Ich schäme mich – Über die Redefreiheit

[Der Aufstand 09/24, Seite 5]

Ich schäme mich: Über die Redefreiheit

Am Samstag, 17.2.24, war ich in Hamburg auf einer Demo für die Freiheit Julian Assanges und damit unser aller Freiheit unterwegs. Also trug ich einen weißen Schutzanzug und vor mir ein Schild mit der Aufschrift FREIHEIT. Im Anschluss ging ich zur Free Palestine Demo. Ich dachte dabei an gewisse Zusammenhänge wie, dass es ja wohl kein Verbrechen ist, zur Aufdeckung von Kriegsverbrechen beizutragen…

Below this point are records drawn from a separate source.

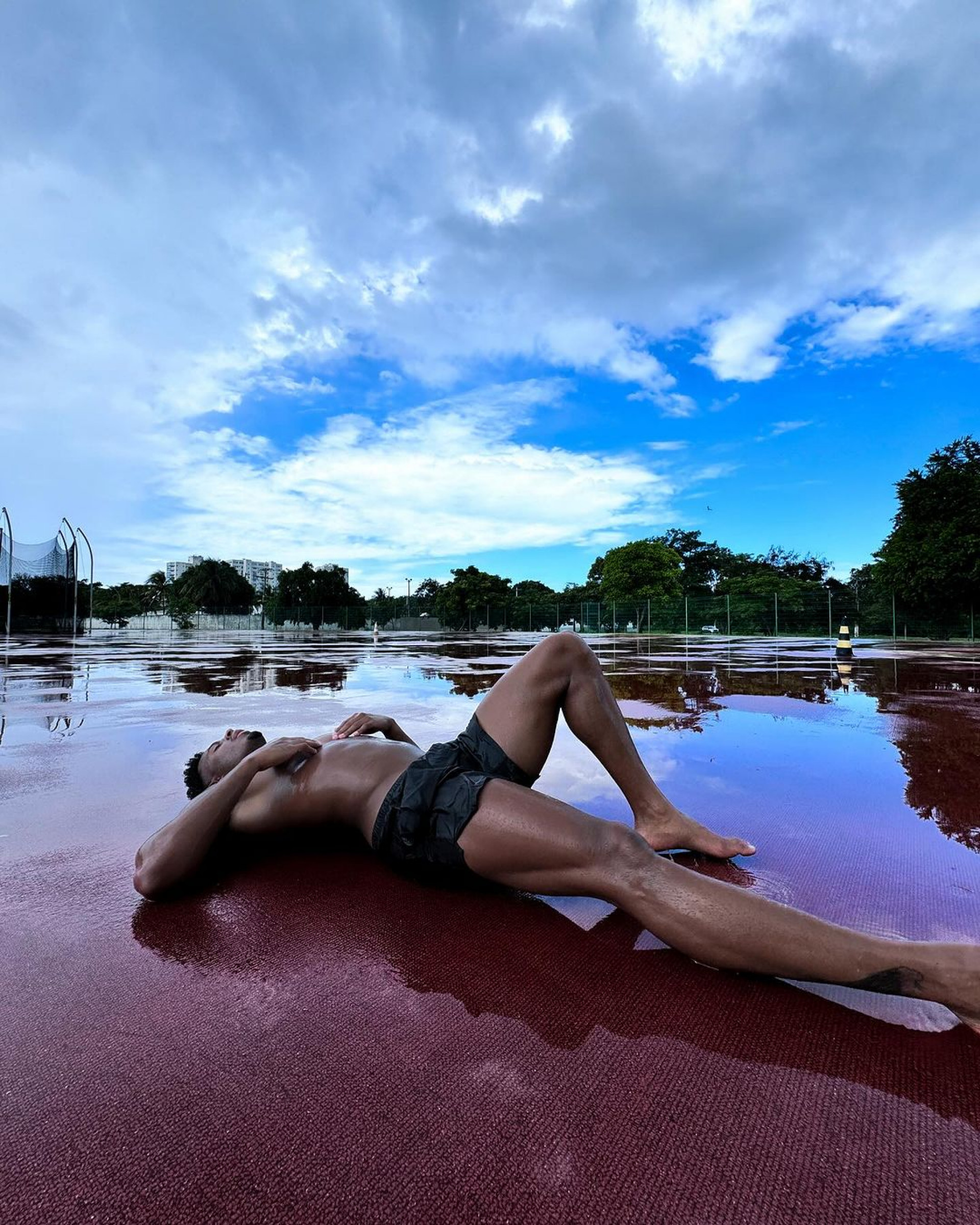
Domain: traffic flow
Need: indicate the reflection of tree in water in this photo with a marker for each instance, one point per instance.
(310, 675)
(684, 694)
(466, 684)
(940, 750)
(936, 729)
(302, 922)
(248, 672)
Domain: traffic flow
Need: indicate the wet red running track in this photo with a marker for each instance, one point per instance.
(317, 1040)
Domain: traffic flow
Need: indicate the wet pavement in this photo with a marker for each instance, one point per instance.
(316, 1039)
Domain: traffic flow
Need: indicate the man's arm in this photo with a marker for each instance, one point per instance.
(175, 853)
(364, 724)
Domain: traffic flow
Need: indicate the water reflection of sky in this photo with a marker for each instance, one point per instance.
(859, 785)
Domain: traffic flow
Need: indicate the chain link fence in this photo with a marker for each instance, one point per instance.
(801, 616)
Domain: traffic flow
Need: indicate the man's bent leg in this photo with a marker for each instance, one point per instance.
(562, 674)
(531, 842)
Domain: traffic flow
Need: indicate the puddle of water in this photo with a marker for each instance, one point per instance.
(859, 785)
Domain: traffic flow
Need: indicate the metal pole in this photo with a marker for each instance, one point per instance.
(68, 552)
(75, 555)
(91, 576)
(10, 574)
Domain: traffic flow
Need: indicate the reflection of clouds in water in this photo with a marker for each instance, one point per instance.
(575, 776)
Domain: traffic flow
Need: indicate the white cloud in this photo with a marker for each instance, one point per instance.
(504, 205)
(553, 123)
(446, 479)
(200, 207)
(744, 346)
(779, 428)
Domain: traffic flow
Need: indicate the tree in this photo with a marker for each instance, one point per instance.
(117, 604)
(314, 590)
(932, 558)
(789, 564)
(470, 597)
(215, 587)
(427, 595)
(642, 570)
(703, 562)
(155, 593)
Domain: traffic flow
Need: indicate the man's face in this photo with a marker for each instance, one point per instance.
(222, 756)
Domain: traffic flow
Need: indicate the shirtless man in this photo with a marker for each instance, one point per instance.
(469, 807)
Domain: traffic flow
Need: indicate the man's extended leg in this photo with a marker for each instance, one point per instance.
(561, 674)
(532, 842)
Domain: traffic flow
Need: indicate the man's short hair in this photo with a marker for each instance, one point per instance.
(193, 779)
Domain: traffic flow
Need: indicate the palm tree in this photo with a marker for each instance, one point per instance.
(155, 593)
(215, 586)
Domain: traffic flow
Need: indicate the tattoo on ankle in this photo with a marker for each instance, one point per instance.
(898, 982)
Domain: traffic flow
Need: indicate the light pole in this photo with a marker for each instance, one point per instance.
(10, 570)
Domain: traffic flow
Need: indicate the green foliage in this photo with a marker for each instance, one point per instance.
(645, 570)
(315, 591)
(215, 587)
(117, 605)
(467, 597)
(42, 599)
(933, 554)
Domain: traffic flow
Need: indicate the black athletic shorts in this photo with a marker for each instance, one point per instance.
(430, 805)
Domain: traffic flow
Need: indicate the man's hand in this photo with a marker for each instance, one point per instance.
(363, 726)
(282, 751)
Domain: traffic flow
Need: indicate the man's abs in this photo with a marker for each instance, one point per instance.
(344, 785)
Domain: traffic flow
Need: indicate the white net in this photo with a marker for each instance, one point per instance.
(50, 559)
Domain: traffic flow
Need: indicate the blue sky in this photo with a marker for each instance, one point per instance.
(407, 286)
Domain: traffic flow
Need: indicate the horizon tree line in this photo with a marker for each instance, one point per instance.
(932, 558)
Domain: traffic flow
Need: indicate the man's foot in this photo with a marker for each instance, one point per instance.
(672, 830)
(957, 982)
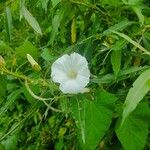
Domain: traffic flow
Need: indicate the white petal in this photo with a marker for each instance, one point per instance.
(82, 80)
(71, 87)
(59, 69)
(73, 63)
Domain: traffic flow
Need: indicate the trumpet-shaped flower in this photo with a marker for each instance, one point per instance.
(71, 72)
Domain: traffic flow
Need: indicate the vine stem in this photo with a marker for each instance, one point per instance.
(40, 98)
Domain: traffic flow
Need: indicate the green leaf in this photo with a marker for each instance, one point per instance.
(3, 85)
(10, 100)
(140, 88)
(47, 55)
(133, 133)
(92, 117)
(123, 74)
(55, 2)
(31, 20)
(8, 22)
(11, 142)
(116, 61)
(131, 41)
(55, 24)
(27, 48)
(138, 11)
(119, 26)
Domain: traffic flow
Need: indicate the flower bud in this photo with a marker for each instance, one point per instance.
(33, 63)
(2, 62)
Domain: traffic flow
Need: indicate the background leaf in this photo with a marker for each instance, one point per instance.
(31, 20)
(93, 117)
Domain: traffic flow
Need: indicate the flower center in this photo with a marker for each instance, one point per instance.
(72, 74)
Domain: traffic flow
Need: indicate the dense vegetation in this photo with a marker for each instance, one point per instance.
(114, 36)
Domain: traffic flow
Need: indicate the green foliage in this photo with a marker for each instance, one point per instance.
(133, 133)
(92, 116)
(140, 88)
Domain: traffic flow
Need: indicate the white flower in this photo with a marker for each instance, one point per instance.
(71, 72)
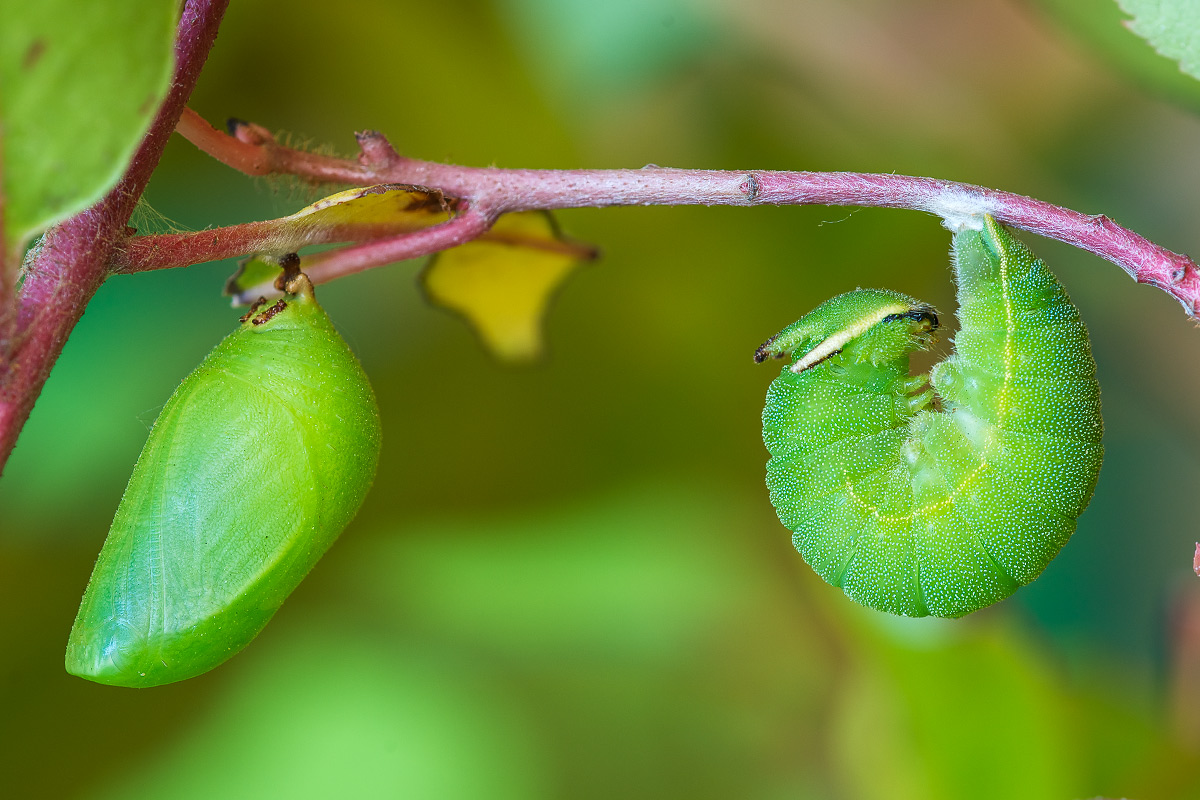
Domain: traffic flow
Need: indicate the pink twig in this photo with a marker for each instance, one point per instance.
(497, 191)
(73, 258)
(333, 264)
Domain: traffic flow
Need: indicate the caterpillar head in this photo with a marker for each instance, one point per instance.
(871, 324)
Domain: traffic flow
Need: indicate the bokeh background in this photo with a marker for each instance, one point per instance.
(568, 581)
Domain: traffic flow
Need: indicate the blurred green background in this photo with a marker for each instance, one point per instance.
(568, 581)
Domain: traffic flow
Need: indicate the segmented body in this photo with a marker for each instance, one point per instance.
(255, 465)
(922, 511)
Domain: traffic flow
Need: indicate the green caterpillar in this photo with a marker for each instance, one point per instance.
(915, 510)
(255, 465)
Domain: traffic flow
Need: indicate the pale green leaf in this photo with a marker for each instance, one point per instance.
(1171, 26)
(79, 84)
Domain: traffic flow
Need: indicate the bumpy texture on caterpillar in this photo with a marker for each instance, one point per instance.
(255, 465)
(919, 511)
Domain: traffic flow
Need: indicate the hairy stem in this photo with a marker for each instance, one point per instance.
(492, 192)
(72, 259)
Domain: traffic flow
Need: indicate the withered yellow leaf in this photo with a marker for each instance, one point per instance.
(354, 215)
(503, 281)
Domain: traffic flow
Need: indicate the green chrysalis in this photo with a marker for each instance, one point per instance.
(255, 465)
(945, 499)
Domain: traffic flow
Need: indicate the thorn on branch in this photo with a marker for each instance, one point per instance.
(750, 187)
(375, 150)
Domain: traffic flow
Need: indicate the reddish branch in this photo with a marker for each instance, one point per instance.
(78, 254)
(75, 257)
(490, 192)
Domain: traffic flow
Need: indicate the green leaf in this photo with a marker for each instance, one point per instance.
(1104, 29)
(1171, 26)
(503, 281)
(82, 82)
(357, 215)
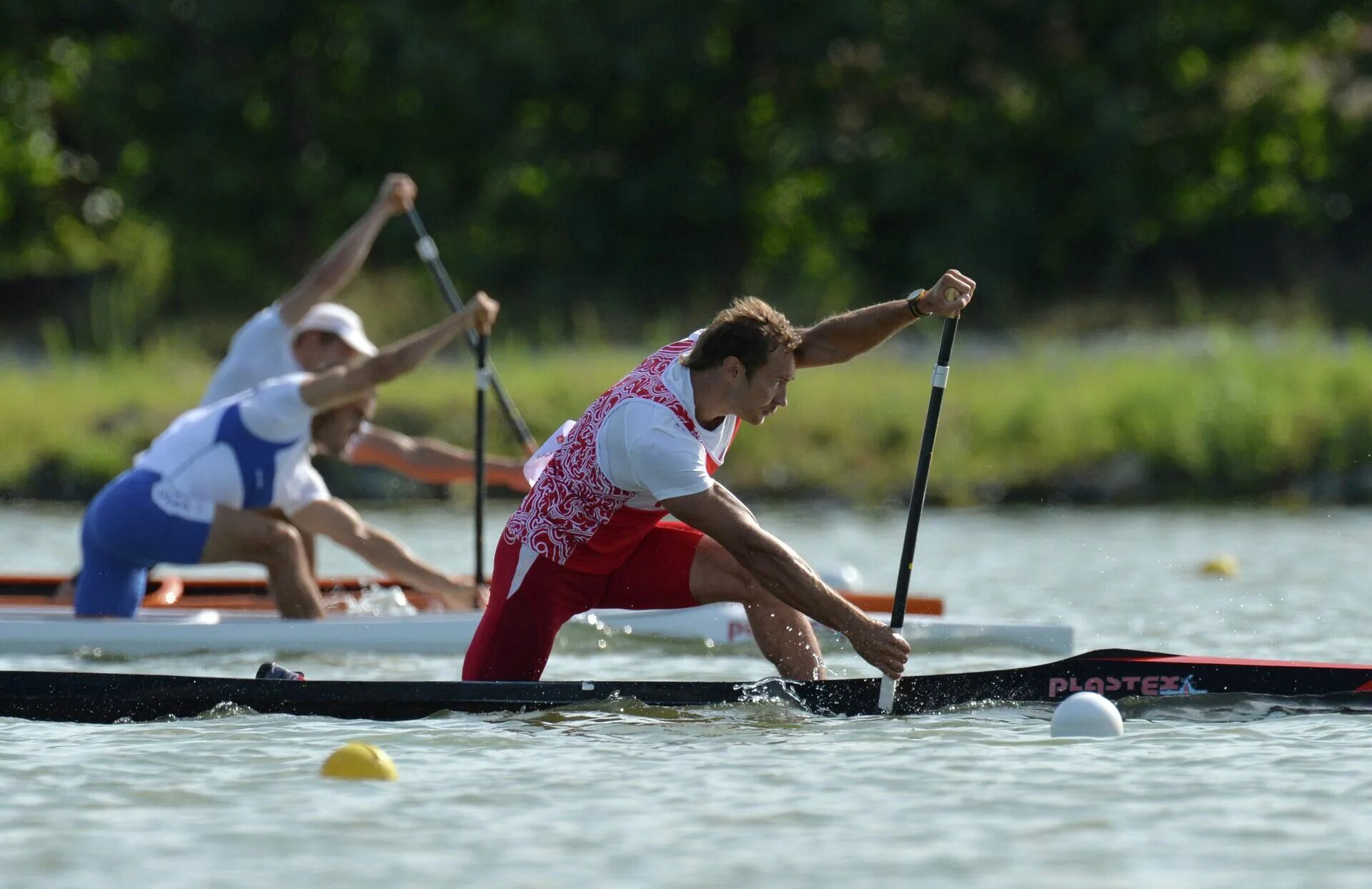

In den letzten beiden Jahren habe ich mich eher zurückgehalten, in ein Mikro zu sprechen. Wider mein Erwarten wollte ich dann doch spontan eine kleine Rede halten. Doch mir ist bewusst, was es heißt, für die Reste meines Rückgrats begrenzte Nachteile in dieser Gesellschaft zu erleiden. Ich hatte auch von der Anpassung des Straftatbestands der Volksverhetzung (§130 StGB) gehört. Selbstverständlich liegt es mir fern, „den öffentlichen Frieden zu stören“ oder auch nur Dinge zu sagen, die andere Menschen ein wenig von ihrem Einkaufsbummel ablenken könnten.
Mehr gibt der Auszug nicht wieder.